Florian: "In France we have a lovely way of preparing Le Strangelbeast…zis is not zat. But despite your daughters very likely terminal condition, I sink le glow from zee uranium was very inspired".

"Steve": Fires shoulder cannon at daughter, blowing her into a million sticky pieces.

Justin: "Oh, gross… but you have to admire his convictions. Next up, Team Two".

Team Two: "Aiiiiieeeeee, weranoutoftimeimfreakingout!
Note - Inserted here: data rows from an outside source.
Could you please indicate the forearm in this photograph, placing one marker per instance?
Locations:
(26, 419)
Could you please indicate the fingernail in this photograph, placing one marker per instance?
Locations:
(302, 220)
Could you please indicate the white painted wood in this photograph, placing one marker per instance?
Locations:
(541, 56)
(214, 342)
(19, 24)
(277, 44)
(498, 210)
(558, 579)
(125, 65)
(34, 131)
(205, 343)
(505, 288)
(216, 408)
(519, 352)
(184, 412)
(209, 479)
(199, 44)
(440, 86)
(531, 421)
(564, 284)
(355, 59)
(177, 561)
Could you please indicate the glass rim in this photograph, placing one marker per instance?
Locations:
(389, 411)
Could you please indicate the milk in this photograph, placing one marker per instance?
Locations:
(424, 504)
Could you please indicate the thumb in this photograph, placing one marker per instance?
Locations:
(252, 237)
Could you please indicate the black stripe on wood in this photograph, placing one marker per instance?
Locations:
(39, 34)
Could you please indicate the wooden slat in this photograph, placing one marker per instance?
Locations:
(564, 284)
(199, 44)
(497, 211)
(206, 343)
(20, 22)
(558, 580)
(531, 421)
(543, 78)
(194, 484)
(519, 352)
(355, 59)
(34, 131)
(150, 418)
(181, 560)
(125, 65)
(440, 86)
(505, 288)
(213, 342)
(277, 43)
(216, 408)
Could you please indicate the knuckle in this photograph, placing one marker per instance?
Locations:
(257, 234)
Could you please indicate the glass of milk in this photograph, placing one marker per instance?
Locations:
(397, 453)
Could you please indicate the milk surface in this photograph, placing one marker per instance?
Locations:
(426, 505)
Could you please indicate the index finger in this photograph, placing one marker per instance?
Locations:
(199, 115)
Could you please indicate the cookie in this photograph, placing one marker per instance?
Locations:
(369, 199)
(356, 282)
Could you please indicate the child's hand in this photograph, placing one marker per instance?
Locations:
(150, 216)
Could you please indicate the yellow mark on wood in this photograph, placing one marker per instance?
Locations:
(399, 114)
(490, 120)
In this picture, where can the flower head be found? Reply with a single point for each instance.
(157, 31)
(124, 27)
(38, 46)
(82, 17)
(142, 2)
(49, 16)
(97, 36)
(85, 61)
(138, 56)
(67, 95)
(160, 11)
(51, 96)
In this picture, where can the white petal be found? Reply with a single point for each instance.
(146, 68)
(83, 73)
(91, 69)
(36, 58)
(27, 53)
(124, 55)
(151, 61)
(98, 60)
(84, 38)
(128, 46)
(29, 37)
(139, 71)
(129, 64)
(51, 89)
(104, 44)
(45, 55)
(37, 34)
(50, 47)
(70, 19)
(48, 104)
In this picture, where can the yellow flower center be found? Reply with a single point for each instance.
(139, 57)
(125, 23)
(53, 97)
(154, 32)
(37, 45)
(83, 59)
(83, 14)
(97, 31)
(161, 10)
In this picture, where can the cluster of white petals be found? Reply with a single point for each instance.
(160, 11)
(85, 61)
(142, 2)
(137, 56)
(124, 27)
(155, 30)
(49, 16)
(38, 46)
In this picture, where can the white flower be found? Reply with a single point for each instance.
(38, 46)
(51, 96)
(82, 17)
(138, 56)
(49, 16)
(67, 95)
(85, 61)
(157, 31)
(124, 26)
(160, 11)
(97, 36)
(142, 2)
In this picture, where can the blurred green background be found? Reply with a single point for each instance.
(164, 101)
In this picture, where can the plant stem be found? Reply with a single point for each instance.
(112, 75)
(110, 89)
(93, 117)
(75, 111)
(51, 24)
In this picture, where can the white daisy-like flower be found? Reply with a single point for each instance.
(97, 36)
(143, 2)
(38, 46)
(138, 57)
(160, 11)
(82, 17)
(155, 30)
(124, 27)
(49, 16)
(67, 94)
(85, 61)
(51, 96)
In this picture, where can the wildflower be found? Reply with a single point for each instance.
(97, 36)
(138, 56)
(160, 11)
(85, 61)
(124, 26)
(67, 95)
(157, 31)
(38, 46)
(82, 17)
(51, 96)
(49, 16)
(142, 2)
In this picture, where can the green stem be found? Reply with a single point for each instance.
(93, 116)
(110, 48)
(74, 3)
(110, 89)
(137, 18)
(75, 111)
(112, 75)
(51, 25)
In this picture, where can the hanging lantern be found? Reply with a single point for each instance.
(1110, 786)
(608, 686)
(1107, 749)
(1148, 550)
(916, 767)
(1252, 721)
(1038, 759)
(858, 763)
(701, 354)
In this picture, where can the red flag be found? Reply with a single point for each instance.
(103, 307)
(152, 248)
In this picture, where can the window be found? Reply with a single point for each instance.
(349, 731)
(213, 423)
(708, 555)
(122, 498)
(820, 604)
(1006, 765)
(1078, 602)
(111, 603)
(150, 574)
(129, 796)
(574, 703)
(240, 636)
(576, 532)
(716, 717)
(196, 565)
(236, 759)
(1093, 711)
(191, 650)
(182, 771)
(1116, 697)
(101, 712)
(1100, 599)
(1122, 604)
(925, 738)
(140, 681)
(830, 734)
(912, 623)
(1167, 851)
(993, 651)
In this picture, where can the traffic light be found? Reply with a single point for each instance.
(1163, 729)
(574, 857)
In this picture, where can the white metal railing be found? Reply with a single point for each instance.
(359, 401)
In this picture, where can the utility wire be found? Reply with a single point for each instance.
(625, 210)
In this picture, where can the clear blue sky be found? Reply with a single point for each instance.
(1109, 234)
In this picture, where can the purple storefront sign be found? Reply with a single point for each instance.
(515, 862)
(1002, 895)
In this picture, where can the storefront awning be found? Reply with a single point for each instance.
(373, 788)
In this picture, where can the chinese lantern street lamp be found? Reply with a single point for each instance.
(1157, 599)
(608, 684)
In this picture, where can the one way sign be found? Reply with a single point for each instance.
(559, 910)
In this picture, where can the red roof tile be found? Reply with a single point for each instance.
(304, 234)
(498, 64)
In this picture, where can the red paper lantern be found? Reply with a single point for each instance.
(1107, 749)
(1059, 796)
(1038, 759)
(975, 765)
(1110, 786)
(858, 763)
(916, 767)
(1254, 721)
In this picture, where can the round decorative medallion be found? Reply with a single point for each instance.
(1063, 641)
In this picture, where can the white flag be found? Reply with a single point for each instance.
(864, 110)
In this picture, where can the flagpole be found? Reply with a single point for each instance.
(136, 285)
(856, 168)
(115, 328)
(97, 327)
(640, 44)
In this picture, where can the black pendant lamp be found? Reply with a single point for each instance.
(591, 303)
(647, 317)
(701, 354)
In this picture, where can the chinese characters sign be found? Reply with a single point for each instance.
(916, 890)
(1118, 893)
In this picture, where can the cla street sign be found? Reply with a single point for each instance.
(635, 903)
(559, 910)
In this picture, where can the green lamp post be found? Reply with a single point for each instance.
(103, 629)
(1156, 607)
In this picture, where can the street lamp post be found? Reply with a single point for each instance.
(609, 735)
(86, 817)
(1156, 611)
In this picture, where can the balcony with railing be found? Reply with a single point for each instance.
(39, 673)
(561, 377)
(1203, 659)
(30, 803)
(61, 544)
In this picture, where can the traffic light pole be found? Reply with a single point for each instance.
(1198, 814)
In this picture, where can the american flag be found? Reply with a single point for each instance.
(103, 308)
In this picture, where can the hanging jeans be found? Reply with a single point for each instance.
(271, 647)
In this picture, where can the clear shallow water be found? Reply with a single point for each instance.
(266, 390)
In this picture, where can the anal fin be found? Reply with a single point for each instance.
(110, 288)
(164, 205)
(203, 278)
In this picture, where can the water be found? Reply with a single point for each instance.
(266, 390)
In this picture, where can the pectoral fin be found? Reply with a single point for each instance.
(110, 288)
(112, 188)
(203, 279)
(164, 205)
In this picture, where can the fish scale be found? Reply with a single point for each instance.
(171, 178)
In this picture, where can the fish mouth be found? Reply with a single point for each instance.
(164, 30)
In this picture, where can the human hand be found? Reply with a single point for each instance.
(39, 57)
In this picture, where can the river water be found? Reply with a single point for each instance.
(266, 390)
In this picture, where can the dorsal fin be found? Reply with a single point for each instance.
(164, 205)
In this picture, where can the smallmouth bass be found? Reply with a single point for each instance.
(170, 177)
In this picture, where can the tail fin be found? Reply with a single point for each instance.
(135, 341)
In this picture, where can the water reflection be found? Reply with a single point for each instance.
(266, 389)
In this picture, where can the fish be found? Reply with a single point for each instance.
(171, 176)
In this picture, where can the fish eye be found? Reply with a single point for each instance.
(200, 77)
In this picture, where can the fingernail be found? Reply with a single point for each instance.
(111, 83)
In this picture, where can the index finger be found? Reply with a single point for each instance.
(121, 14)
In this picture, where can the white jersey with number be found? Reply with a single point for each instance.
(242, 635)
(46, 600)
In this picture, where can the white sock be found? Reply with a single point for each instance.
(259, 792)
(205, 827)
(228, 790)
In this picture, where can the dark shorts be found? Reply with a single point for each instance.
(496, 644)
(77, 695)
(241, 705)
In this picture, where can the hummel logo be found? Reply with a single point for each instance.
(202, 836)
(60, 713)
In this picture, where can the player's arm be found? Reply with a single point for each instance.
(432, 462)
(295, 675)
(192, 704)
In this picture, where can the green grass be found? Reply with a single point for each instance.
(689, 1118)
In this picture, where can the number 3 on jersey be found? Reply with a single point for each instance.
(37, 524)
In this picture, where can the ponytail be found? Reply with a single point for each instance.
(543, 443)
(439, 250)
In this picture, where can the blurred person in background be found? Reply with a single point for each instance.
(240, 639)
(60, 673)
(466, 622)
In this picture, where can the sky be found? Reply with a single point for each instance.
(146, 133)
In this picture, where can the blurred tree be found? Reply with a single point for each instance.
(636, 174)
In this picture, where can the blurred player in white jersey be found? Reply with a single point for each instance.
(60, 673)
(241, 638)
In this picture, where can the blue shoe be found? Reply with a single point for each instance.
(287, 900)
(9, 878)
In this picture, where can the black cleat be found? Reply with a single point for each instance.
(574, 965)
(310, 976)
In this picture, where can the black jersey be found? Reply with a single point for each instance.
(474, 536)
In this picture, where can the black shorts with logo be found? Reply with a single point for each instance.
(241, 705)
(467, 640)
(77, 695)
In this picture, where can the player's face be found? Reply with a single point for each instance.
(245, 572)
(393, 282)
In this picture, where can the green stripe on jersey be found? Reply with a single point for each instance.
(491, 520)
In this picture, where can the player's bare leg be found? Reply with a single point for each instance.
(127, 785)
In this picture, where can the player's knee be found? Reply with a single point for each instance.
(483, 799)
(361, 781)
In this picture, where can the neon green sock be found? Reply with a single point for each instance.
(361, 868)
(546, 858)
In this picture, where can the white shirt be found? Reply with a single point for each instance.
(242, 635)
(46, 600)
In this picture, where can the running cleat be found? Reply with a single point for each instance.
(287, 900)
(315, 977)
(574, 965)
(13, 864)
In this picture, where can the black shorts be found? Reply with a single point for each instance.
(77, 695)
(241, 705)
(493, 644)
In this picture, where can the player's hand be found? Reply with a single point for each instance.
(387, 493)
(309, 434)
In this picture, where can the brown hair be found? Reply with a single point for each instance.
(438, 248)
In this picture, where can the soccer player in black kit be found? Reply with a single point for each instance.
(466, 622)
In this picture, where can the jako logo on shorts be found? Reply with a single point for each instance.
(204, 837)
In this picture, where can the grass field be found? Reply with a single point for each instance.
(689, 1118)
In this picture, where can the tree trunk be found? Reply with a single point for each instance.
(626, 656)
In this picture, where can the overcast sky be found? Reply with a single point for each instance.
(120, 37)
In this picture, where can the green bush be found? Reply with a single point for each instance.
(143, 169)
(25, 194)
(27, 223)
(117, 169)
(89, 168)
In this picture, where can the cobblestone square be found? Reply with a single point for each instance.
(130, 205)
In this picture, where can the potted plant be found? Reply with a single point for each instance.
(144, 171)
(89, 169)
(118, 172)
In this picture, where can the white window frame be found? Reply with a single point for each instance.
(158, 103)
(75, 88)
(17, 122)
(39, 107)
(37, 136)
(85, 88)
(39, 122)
She starts crying and runs out of the studio".

Justin: "Ummm, ok... Team 3"?

Team Three: "We steamed the asparagus to create a airy creme froth which we used as a filing to a traditional vanilla cupcake, the frosting is a buttercream accented with a compote made from a reduction of Gummi Bears, we topped the cupcake with a candied piece of roast beef".

Candace: "I'm impressed that given these ingredients, you were able to create a cupcake that was actually edible".

Florian: "Great use of ze Gummi Bears, sticking with ze classic vanilla cupcake was simply perfect".

"Steve": Fires shoulder cannon at contestant blowing him into a million sticky pieces.

Justin: "I see a pattern forming here… Team Four"?

Team Four: "We wanted our cupcake to be completely unique which is why we used the Durian Fruit and also why I smell like a giraffe carcass thats been picked over in the noon-day sun. Our cupcake has a durian cream cheese filling with a teeny fondant rocketship on the top. We arranged a dozen Gummi bears around the cupcake, each one represents one of my step-mom's multiple personalities". 

Camera cuts to the mom who is having an extremely animated and heated argument with…herself.

Florian: "You know in France at the Eccole De Woo Gives a Toot About Macarons, we would hang the pastry chefs by their thumbs and beat the soles of ze feet with a rolling pin when zed made mistakes. Zis cupcake reminds me of how I felt the day it was done to me".

Candace: Wretching uncontrollably under the desk. "BLLELAAUUURGGHHHHH"!

"Steve" stands up, wipes his mandibles in disgust, grabs his helmet. "I'm out of here".

Justin: "OK we are short one judge and the other needs a few minutes until her bowels stop spasming. After the break we will have whoever "Steve" didn't kill compete in the 1,000 Cupcake Display Challenge".

Commerical break ends…

Justin: "And we're back. Ok no question about it, we've had some setbacks today but you have to admit, it's been an entertaining show at the very least".

"In any case we only have one remaining team but we can't just give the prize away so instead of the regular challenge, the winner of this competition will be determined by hand to hand combat.  You will have to fight Florian in an all-nude wrestling match, Greco-Roman style". 

"HAHAHA... Just kidding of course, Florian is far too French to engage in something that requires him to remove his tie".

"Team Four…you are the winner of Cupcake Wars! Goodnight everyone"!


Show Ends



*Bonus Trivia:  Florian's Hip Hop Name is: Le Grande Petits. He also went by MixMaster Makaroon.